このくそ暑い日に首まで毛布をかぶって寝ている人間が私の目の前にいる。頬は汗ばんで紅潮し、黒い目はより輝きを失って色ばかり増し、耳を澄ませば気怠そうに開いた口から微かな息が聞こえる。要するにただの風邪ひきが苦しそうに喘いでいるだけの光景。

「あの要くんが、風邪なんかひいて弱ってやんの」
「うっせ馬鹿」
「夏風邪は馬鹿がひくのよ」

病気の時の塚原はいつにも増して短気だから、嫌味も目を合わせないようにして言わなければならない。

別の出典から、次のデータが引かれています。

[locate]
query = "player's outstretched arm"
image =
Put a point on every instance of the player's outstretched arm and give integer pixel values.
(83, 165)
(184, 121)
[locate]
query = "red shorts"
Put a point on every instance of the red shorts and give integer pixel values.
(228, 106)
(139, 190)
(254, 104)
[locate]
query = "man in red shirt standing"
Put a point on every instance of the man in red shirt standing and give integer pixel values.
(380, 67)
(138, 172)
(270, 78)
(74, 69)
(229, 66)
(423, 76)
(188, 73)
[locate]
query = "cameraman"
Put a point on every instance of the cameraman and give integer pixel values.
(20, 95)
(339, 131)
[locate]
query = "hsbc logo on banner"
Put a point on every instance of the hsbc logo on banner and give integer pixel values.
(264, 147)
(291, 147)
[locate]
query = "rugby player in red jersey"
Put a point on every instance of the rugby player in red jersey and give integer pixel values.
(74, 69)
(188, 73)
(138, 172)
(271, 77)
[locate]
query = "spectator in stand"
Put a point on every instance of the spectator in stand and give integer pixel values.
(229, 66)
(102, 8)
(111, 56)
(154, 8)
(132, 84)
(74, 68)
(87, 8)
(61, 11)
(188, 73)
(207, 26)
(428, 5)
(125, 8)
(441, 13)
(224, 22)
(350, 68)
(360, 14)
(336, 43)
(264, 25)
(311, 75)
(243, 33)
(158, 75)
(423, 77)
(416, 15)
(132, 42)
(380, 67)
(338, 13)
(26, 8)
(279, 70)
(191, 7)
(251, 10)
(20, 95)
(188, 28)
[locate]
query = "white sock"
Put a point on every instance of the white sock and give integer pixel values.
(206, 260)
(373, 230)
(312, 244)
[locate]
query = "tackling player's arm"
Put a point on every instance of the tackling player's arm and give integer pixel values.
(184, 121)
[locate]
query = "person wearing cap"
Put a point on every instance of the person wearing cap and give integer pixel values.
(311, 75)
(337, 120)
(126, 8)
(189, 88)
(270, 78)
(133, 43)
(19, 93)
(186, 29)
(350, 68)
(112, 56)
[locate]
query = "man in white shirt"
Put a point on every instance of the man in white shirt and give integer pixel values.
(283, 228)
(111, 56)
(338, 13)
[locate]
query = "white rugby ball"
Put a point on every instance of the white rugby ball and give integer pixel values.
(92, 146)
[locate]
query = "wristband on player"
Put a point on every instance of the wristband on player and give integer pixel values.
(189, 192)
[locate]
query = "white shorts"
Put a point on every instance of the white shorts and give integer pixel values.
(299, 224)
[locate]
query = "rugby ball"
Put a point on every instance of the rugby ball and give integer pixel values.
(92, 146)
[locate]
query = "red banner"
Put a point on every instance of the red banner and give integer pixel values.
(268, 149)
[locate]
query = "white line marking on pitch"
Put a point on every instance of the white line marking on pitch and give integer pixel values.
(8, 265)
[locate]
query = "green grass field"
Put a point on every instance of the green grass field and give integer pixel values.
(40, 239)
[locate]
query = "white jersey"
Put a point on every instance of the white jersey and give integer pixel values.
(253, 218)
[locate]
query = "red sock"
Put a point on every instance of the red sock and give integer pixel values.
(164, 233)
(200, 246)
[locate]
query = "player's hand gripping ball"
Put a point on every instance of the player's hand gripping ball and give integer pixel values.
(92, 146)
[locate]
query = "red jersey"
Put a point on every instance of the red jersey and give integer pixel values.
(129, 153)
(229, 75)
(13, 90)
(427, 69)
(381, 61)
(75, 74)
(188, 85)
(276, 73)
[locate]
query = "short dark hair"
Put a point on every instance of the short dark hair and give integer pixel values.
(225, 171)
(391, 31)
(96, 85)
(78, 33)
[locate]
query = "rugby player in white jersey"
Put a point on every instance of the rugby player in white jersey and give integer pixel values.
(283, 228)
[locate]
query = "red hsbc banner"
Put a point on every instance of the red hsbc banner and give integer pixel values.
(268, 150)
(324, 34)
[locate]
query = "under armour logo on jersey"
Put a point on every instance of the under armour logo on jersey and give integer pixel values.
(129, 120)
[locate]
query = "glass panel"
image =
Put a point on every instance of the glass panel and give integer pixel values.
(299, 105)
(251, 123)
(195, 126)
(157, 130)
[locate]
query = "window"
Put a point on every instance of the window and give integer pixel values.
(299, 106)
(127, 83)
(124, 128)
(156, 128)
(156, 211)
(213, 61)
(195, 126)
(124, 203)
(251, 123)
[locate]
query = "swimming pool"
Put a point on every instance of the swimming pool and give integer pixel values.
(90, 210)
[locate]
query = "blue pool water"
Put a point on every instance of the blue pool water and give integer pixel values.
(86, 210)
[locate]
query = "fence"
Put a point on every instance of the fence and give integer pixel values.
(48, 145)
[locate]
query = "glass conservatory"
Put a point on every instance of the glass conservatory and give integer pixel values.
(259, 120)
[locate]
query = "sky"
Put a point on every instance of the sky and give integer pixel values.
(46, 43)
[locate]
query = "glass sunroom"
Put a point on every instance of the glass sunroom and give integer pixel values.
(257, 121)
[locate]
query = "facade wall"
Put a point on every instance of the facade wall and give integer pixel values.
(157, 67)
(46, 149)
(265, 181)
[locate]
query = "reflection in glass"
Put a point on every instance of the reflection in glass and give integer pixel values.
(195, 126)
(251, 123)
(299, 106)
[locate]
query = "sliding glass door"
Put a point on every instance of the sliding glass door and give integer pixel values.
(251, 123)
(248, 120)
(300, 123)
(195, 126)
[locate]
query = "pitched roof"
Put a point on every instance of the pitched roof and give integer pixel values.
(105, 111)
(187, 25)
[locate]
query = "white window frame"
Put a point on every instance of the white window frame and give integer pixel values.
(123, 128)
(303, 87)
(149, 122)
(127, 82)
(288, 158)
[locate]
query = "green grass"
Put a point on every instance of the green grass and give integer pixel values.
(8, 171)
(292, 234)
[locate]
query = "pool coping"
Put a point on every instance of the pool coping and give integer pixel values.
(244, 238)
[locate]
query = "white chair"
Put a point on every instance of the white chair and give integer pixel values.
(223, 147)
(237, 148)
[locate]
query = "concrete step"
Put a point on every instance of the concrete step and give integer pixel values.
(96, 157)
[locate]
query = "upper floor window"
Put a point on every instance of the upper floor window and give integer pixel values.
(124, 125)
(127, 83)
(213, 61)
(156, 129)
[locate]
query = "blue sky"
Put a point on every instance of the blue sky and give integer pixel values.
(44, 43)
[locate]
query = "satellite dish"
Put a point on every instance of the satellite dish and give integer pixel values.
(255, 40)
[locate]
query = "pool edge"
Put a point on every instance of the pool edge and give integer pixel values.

気持ち俯いてみても降り注ぐ視線の冷たさにうっかり謝罪の言葉が口を衝いて出そうになる。そんな無礼者のために冷えピタの袋をすこし乱暴に破いた。

「おでこ、出して」
「それくらい自分でやる」
「やらせん」
「意味わかんね、やめ、さわんな」

弱々しい抵抗を抑えておでこに触れるとひどい温度とともに水っぽい感覚がした。塚原が汗をかいている。突然感じる人間味はとても体に毒だと思った。

「ねぇ塚原くん」
「何だよ」
「はやく風邪なおしなよ」

ベッドの淵に頭を寝かせて塚原と同じ目線になる。案外距離が近くて怖気づきそうになったが、口を結んだ彼の仕草がかわいくて、そんな気持ちも飛んでいった。真っ赤な目の淵が優しさに変わったら、たぶん私も手を出す頃だ。